Comment ne pas se préoccuper d’enrichir la pensée quand on entend des balivernes, pour rester poli, sur notre histoire à l’occasion du rapport de Stora (1). Il a fallu que ça soit Jean Michel Apathie, journaliste de son état, loin d’être un enfant de la Commune de Paris, qui clame cette vérité : «Oui, la France a commis la pire des sauvageries, massacrant et volant les terres des Algériens.» En dépit de l’existence d’œuvres dans la littérature, le théâtre, le cinéma, des essais politiques, historiques et sociologiques, le pays n’a pas échappé aux douloureux événements que nous connaissons. Bien sûr le responsable, c’est ce fameux et inamovible système qui s’autoproclame horizon indépassable. Mais un système se nourrit et est nourri, c’est du concret. On n’est pas dans le doute de Shakespeare : to be or not to be qui philosophe sur le néant.

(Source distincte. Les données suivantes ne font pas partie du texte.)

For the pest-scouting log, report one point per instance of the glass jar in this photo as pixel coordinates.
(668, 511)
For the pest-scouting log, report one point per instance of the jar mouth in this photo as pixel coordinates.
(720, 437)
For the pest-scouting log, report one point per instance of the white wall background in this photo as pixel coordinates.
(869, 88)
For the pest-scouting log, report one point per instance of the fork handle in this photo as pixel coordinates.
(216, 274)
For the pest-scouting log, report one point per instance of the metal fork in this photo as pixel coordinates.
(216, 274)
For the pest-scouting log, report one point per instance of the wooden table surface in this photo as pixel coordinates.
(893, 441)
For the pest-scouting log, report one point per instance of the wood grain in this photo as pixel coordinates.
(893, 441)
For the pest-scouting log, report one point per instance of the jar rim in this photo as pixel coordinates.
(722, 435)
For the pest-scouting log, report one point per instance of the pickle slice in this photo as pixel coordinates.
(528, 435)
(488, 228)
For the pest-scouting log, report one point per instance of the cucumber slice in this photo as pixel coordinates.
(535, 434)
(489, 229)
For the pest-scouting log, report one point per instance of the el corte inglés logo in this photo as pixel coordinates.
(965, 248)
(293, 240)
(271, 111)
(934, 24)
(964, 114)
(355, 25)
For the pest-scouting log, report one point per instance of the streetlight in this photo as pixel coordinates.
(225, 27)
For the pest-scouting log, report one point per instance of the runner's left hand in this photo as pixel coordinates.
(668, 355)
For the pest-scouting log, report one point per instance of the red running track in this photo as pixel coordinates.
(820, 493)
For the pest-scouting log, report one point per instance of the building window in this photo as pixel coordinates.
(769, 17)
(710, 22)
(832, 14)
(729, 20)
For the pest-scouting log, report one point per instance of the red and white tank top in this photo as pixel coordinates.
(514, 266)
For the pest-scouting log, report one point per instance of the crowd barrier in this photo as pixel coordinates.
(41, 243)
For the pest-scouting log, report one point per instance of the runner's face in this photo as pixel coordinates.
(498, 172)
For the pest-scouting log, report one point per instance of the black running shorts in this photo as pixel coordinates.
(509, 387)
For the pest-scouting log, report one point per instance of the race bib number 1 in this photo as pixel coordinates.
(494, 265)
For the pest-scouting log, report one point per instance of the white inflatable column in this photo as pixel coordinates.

Il faudra bien répondre à toutes les interrogations qui embrassent l’histoire et les structures sociales et culturelles. Questionner non à l’aide de pirouettes langagières ou par une idéologie à un dinar. Ces pirouettes ont des outils «conceptuels», les syllogismes, les oxymores et autres comparaisons bidons avec des époques et des situations étrangères aux particularités d’une société (2). Ainsi, l’oxymore absurde de la «régression féconde» médiatisée est «préférée» aux mots et aux idées de certains de nos écrivains et intellectuels qui ont brillamment défendu le peuple algérien contre toutes les oppressions d’hier et d’aujourd’hui. Le sociologue de la «régression féconde» patauge dans une idéologie de pacotille. L’écrivain et l’intellectuel, souvent nés dans la gueule du loup, comme disait Kateb Yacine, enrichissent notre imaginaire en allant puiser ses matériaux dans les eaux profondes de l’histoire. Quelle idée frivole et curieuse de vouloir régresser alors que le temps ne peut et ne fait qu’avancer ! La science physique de Newton à Einstein le prouve et le poète le chante… Et certaines gens ne savent toujours pas que le temps perdu ne se rattrape pas. En dépit de ça, certains continuent de seriner la société avec les mêmes rengaines.
A. A.
1- A la lecture du rapport de Stora, mon esprit a été traversé par les inepties d’un certain Saâdani, ex-secrétaire général du FLN, qui déclara que c’est De Gaulle qui a donné l’indépendance à l’Algérie. D’autres moins analphabètes se pâment devant les infrastructures construites pour le bénéfice d’une économie coloniale pendant que leurs compatriotes outre la misère matérielle étaient analphabètes à 98%.
2- On le voit en France avec le «concept» journalistique d’islamo-gauchiste, un fourre-tout pour masquer son impuissance à porter des solutions par ignorance et de l’histoire et d’un système que le virus a révélé la pente de son déclin.